Ganga Nath, J.
1. This is a judgment-debtor's appeal and arises out of execution proceedings. The respondent obtained a decree against the judgment-debtor on 17th May 1926. On 21st April 1928 a compromise was entered into between the parties in the execution proceedings by which the decretal money was to be paid in eight yearly instalments, each instalment payable on 31st May. The judgment-debtor paid the first four instalments, but made a default in the payment of the fifth instalment, which fell due on 31st May 1933. The present application for execution was made by the decree-holder on 5th July 1938. An objection was taken by the appellant that the execution was barred by Section 48, Civil P.C. The execution Court has repelled the objection. Section 48(1) lays down:
Where an application to execute a decree not being a decree granting an injunction has been made, no order for the execution of the same decree shall be made upon any fresh application presented after the expiration of 12 years from-
* * * *(b) where the decree or any subsequent order directs any payment of money or the delivery of any property to be made at a certain date or at recurring periods, the date of the default in making the payment or delivery in respect of which the applicant seeks to execute the decree.
2. Under the terms of the compromise entered into between the parties referred to above, the decretal money was payable on certain dates fixed in the compromise. The case therefore falls under Clause (b) of Section 48(1). Reliance was placed by learned Counsel on Gobardhan Das v. Dau Dayal : AIR1932All273 . There it was observed:
An execution Court has no power to alter or vary the decree under execution and to substitute a new decree for it. A mere agreement or consent of the parties cannot confer such a jurisdiction on the execution Court, or supersede the rule of limitation.
An order under Order 20, Rule 11, Civil P.C., can be passed by the original Court only, i.e. the Court which passed the decree.
3. This decision cannot now be regarded as good law in view of a recent decision of the Privy Council which is against this case. In Oudh Commercial Bank, Ltd., Fyzabad v. Bind Basni Kuer their Lordships of the Privy Council observed:
Their Lordships are in agreement with the statement in Gobardhan Das v. Dau Dayal : AIR1932All273 , that in numerous cases a compromise between the decree-holder and the judgment-debtor entered into in the course of execution proceedings, which was duly recorded, has been enforced, and they are not of opinion that the practice, which is both widespread and inveterate, is contrary to the Code. They are of opinion that in the present case the compromise can and should be enforced in these execution proceedings.

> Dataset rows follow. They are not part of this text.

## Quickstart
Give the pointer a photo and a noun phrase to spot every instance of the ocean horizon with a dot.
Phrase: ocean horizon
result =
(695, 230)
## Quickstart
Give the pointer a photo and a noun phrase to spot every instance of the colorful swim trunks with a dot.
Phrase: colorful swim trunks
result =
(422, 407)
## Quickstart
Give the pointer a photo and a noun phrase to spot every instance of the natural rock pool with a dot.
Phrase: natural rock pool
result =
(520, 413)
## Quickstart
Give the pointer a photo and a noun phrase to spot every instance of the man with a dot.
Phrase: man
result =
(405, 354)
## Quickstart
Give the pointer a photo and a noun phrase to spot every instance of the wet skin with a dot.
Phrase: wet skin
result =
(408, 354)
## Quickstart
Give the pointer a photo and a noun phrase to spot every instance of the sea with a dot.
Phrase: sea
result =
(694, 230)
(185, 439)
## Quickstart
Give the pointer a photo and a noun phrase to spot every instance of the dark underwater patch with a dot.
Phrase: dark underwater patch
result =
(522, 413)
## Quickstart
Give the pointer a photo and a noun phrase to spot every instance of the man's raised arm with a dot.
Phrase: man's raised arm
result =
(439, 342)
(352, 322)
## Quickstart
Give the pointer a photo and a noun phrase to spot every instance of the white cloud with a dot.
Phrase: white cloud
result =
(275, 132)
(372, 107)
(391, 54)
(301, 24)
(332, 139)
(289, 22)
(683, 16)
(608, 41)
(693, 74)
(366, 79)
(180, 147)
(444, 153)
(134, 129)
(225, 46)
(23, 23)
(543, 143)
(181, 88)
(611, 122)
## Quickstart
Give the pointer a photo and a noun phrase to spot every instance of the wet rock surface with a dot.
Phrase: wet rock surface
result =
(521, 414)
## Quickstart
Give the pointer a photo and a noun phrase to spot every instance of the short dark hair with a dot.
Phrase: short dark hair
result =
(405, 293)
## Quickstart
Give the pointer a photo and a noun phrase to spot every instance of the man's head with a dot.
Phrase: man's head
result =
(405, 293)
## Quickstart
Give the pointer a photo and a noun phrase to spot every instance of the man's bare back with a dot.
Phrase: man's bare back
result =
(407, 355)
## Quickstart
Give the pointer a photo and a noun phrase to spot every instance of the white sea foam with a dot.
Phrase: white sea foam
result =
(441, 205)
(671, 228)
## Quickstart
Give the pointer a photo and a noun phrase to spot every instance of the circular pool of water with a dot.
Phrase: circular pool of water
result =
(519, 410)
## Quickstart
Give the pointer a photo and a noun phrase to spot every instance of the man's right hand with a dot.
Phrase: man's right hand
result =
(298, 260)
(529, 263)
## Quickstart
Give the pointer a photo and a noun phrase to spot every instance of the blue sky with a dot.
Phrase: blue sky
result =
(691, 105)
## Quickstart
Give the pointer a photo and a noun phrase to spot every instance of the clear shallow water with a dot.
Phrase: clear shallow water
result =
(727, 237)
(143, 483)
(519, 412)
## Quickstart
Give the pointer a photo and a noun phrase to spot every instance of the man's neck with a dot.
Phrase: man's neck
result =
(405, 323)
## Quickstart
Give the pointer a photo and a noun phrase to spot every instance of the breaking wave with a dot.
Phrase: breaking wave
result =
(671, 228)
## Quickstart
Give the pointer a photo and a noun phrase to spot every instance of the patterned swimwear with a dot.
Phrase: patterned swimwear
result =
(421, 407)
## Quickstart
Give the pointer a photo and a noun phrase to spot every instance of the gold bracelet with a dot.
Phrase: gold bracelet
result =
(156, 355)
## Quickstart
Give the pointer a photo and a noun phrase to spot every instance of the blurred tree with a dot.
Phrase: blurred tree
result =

4. There can therefore be no doubt that the compromise which was entered into between the parties was enforceable in execution proceedings. The period of twelve years will, accordingly, be computed from the date of the default, i.e., from 31st May 1933. The application therefore is within time and is not barred by Section 48, Civil P.C. In the result the appeal is dismissed under Order 41, Rule 11, Civil P.C.